Grilling season is well underway, and for many of us, it’s the preferred way to cook during the warm summer months. Even if you’re a seasoned grill master, it’s a good idea to remind yourself and your family of some basic grill safety tips every year.
Grilling carries a number of risks—from fire to food poisoning—that you must be aware of in order to keep your outing safe and enjoyable. To keep your family and friends safe while grilling, keep these suggestions in mind.
General Safety Precautions
Do not allow children and pets to play near the grill until it is completely cool and you’ve had a chance to put it away.
Place your grill at least 3 feet away from other objects, including your house, vehicle, trees and outdoor seating.
Before using a gas grill, check the connection between the propane tank and the fuel line to make sure it is not leaking and is working properly.
Only use starter fluid for barbecue grills that use charcoal.
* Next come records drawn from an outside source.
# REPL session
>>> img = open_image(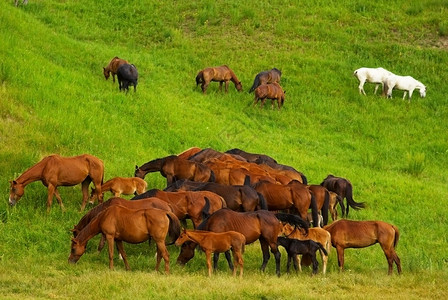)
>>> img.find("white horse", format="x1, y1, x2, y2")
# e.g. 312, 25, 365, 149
385, 75, 426, 102
353, 68, 393, 95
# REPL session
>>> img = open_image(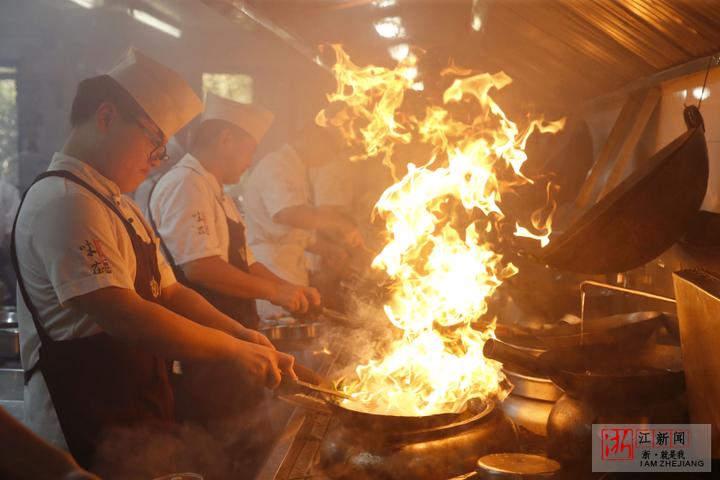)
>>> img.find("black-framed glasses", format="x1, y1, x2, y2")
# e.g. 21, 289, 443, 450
133, 118, 170, 163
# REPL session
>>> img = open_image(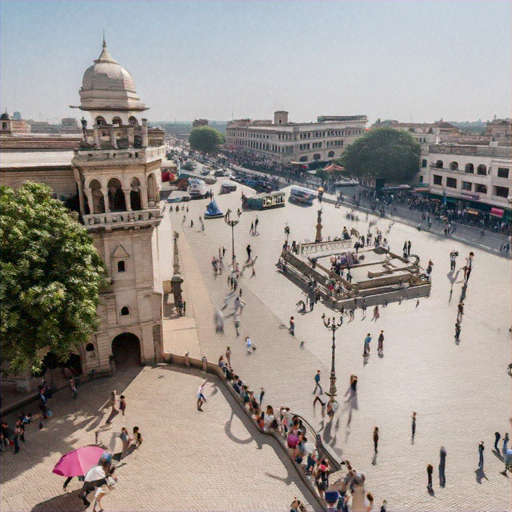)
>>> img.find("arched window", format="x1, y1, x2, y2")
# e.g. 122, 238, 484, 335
89, 180, 105, 213
107, 178, 126, 212
476, 164, 487, 176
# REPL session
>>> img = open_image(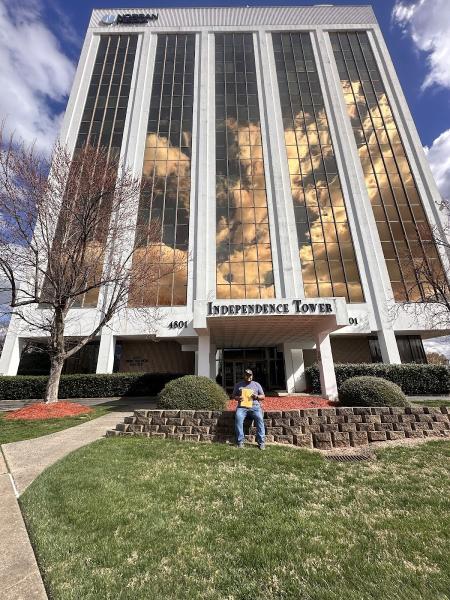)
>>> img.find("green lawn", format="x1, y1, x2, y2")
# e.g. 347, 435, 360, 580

Do not use starter fluid for gas grills.
If you suspect that your gas grill is leaking, turn off the gas and get the unit repaired before lighting it again.
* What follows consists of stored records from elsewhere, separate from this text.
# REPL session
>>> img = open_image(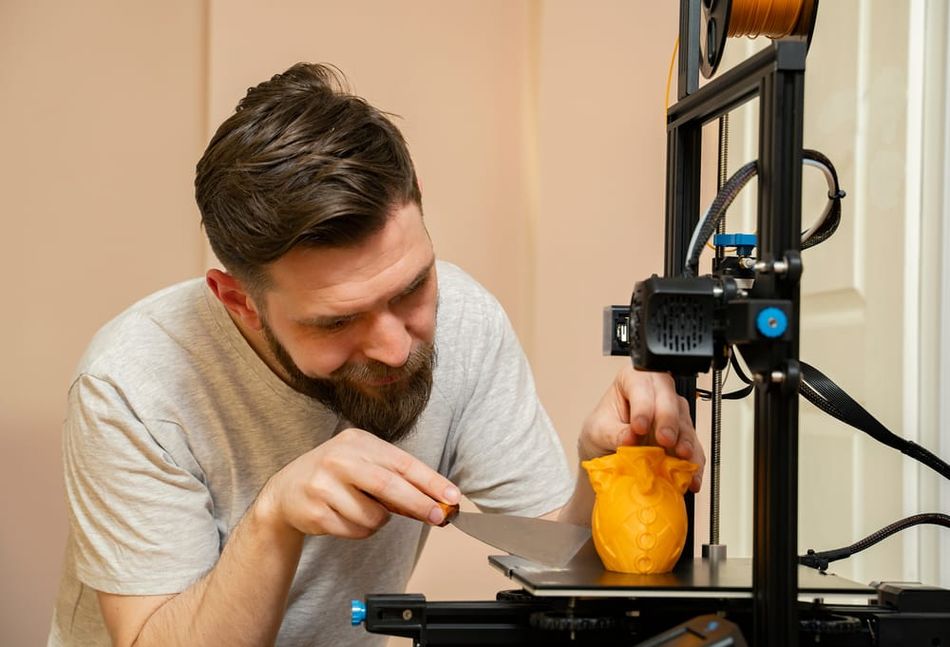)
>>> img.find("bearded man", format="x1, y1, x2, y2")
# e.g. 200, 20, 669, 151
49, 64, 703, 647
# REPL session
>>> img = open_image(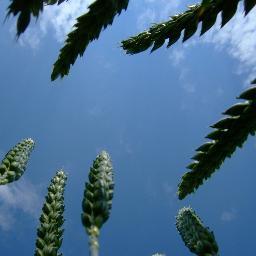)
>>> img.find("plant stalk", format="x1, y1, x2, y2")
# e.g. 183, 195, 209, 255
88, 226, 100, 256
89, 235, 99, 256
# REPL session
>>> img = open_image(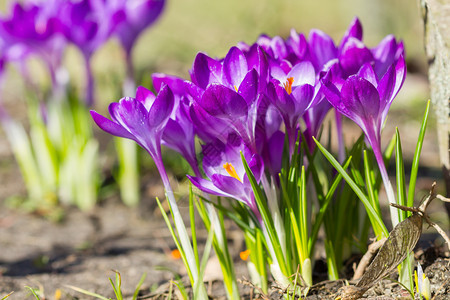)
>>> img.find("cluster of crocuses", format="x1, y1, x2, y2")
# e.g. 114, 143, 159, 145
0, 0, 165, 209
91, 18, 406, 298
0, 0, 165, 105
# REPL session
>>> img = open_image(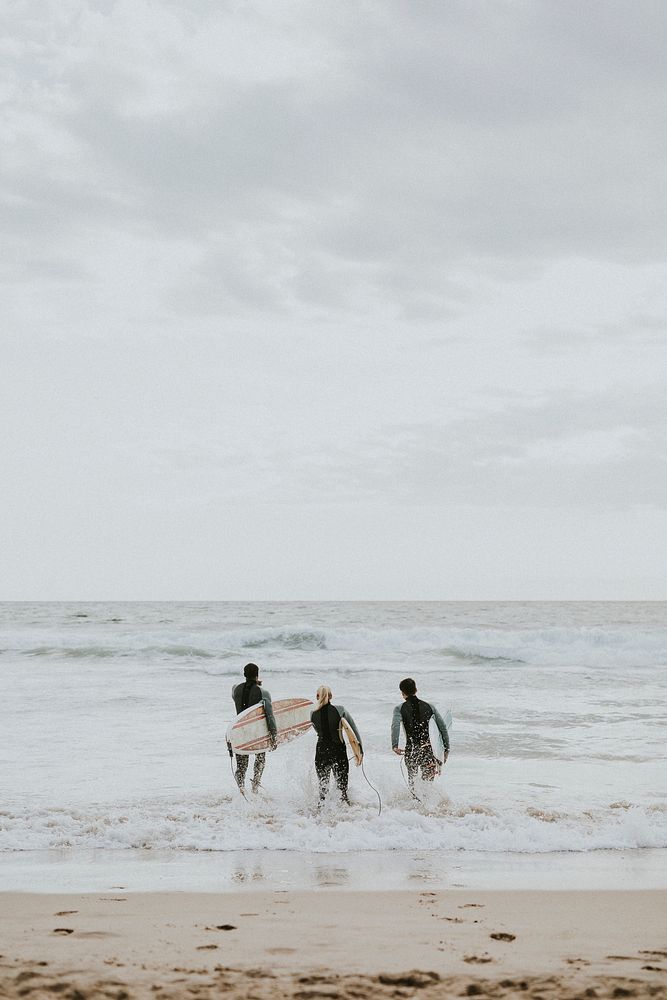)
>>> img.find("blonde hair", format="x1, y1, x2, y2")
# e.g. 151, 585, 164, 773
315, 684, 333, 708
Never use a match to check for leaks.
Do not bring your grill into an unventilated or enclosed space, such as a garage or inside your home. This is not only a major fire hazard, it is also a carbon monoxide hazard.
Never grill on wooden decks, porches or balconies.
Carcinogen Hazard Preventions
Cook leaner meats that drip less grease. Opt for a turkey burger or loin cut of beef, and cut visible fat from poultry. When fat drips into the coals or flames, smoke travels up to the meat and releases carcinogens.
Marinate your meat to reduce carcinogens by 87 percent. Herbs contain polyphenolic antioxidants, which prevent the formation of carcinogens on the meat’s surface.
Scrub your grill with a wire brush after every use. This will prevent bits of leftover food from dropping into the grate and creating carcinogen-filled smoke.
Use a nonstick cooking spray on the grill rack to prevent meat buildup.
Food Safety Tips
Wash your hands. You should do this before all types of food prep, and grilling is no exception. If you’re outdoors and there is no bathroom, use a water jug, some soap and paper towels. Consider carrying moist towelettes for cleaning your hands.
Separate raw and cooked food. Don’t use a plate or utensil that previously touched raw food to touch cooked food unless the utensil has been washed with hot, soapy water.
Marinate your food in the refrigerator, not on the counter.
Make sure food is cooked thoroughly in order to kill any harmful bacteria that may be present. Hamburgers should be cooked to 160 degrees Fahrenheit, or until they are brown all the way through. Chicken should be cooked to 165 degrees Fahrenheit.
Refrigerate leftovers within two hours of being cooked—the sooner, the better.
Grilling is meant to be a relaxing, social way of preparing a delicious meal outdoors. Following a few, simple precautions will help you keep it that way.